Bull’s-eye, he thought, and said nothing as she set him a place at the table.
“I have a right to know.”
“You do, yes.”
She got out honey, cinnamon, poured the tea. “Sit down. Your breakfast will get cold.”
With a half laugh, he did as she asked. She was a puzzle, and why had he believed he’d already solved her? He waited until she’d emptied the skillet, turned it off, and come to the table to join him.
“My mother was from the near village,” he began. “Her father was a fisherman, and her mother died in childbirth when my own mother was a girl. The baby died as well, so my mother was the youngest and the only daughter and pampered, she told me, by her father and brothers.”
“You have uncles in the village?”
“I do. Three, and their families. Though some of the younger have gone to the mainland or beyond. My father was an only child.”

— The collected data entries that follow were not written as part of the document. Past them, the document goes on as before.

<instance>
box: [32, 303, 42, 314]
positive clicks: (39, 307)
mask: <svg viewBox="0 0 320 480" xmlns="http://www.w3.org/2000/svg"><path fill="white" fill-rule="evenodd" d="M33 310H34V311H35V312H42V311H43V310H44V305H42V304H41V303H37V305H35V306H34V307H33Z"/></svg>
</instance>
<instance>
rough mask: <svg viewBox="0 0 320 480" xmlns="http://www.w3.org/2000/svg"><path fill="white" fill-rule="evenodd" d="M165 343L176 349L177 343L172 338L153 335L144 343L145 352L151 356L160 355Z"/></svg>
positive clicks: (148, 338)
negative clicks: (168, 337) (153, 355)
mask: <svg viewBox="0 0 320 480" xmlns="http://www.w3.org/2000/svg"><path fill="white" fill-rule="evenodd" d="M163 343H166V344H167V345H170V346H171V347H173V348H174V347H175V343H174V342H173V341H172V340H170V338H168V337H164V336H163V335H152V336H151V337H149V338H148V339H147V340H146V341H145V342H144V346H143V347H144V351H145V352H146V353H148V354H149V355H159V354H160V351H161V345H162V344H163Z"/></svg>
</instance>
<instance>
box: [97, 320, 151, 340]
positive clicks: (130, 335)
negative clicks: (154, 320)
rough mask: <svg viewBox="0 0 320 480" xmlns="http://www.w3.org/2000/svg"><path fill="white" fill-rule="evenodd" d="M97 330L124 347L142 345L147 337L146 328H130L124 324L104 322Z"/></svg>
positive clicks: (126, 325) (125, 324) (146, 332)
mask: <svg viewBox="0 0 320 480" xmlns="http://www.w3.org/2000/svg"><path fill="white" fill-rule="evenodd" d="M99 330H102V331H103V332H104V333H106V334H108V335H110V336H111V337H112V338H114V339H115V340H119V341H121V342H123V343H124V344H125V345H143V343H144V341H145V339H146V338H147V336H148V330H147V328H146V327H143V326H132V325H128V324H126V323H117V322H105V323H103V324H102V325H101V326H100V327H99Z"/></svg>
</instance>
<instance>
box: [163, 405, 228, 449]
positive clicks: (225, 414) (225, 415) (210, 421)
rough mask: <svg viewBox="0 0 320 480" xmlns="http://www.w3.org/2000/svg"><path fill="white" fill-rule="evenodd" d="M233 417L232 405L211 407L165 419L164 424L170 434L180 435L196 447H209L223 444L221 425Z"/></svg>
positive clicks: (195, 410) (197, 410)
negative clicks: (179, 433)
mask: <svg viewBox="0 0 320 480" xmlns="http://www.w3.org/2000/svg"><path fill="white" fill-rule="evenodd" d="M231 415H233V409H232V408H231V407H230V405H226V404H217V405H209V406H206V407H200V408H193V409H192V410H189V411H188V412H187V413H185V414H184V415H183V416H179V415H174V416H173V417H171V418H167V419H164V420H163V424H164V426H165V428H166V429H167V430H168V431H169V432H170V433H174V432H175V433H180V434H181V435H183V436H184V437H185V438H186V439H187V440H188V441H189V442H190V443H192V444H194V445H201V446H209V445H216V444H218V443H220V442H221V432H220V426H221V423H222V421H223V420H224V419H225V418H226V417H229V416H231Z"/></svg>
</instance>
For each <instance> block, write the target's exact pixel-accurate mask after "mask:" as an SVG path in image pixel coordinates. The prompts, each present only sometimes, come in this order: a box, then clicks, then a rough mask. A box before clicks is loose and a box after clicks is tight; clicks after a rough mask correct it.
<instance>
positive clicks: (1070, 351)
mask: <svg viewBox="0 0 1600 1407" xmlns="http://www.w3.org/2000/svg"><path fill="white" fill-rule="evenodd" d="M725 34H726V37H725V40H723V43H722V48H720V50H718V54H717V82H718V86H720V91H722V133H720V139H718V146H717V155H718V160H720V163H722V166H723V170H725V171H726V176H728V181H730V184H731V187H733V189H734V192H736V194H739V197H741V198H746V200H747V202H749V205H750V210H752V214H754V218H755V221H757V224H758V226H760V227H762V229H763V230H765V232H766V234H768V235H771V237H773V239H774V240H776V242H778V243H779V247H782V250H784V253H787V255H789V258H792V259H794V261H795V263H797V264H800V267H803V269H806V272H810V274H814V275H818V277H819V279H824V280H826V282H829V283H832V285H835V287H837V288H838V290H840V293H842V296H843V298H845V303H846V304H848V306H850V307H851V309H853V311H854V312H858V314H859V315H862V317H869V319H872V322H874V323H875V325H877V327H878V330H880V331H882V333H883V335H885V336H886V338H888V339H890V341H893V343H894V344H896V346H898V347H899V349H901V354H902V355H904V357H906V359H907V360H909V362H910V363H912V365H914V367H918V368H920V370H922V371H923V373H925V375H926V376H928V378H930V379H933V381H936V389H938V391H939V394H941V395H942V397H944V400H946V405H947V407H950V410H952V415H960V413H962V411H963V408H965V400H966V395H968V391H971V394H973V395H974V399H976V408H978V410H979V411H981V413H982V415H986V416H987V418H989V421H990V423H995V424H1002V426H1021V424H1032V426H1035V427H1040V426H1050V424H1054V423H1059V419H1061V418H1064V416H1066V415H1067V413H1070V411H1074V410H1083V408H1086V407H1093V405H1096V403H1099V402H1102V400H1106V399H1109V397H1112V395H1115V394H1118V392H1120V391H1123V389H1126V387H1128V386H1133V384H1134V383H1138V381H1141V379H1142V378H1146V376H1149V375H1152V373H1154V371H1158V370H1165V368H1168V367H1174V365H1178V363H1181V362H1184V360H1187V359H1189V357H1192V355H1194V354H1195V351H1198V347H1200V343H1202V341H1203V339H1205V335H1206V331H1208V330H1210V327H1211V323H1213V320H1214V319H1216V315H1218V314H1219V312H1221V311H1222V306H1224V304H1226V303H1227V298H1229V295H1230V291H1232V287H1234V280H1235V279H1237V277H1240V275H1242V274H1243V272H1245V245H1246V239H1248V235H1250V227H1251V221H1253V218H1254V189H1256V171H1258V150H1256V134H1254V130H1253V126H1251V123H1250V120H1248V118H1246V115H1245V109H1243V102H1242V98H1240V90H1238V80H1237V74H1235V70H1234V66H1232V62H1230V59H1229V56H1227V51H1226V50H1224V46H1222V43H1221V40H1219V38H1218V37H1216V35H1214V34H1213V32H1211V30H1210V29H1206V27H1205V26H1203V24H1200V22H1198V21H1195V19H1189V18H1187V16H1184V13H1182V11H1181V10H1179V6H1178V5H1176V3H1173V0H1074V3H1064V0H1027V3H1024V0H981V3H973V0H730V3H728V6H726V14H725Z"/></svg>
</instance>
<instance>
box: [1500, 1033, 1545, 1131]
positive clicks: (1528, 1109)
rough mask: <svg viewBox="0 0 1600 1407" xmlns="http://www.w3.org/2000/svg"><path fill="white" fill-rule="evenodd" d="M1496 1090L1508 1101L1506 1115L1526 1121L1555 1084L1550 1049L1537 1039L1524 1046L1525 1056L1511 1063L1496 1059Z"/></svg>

She drizzled honey on her pancakes, passed the bottle to Conal. He had family, she thought, and still kept so much alone. “So you have cousins here, too?”
“Some number of them. We played together when I was a boy. It was from them that I first heard of what runs in me. I thought it a story, like others you hear, like silkies and mermaids and faerie forts.”
He ate because it was there and she’d gone to the trouble to make it. “My mother liked to draw, to sketch, and she taught me how to see things. How to make what you see come out in pencil and chalk. My father, he loved the sea, and thought I would follow him there. But she gave me clay for my eighth birthday. And I…”
He paused, lifted his hands, stared at them through narrowed eyes. They were very like his father’s. Big, blunt, and with strength in them. But they had never been made for casting nets.
“The shaping of it, the finding what was inside it…I was compelled to see. And wood, carving away at it until you could show others what you’d seen in it. She understood that. She knew that.”
“Your father was disappointed?”
“Puzzled more, I think.” Conal moved his shoulders, picked up his fork again. “How could a man make a living, after all, whittling at wood or chipping at hunks of rock? But it pleased my mother, so he let it be. For her, and I learned later, because in his mind my fate was already set. So whether I sculpted or fished wouldn’t matter in the end.”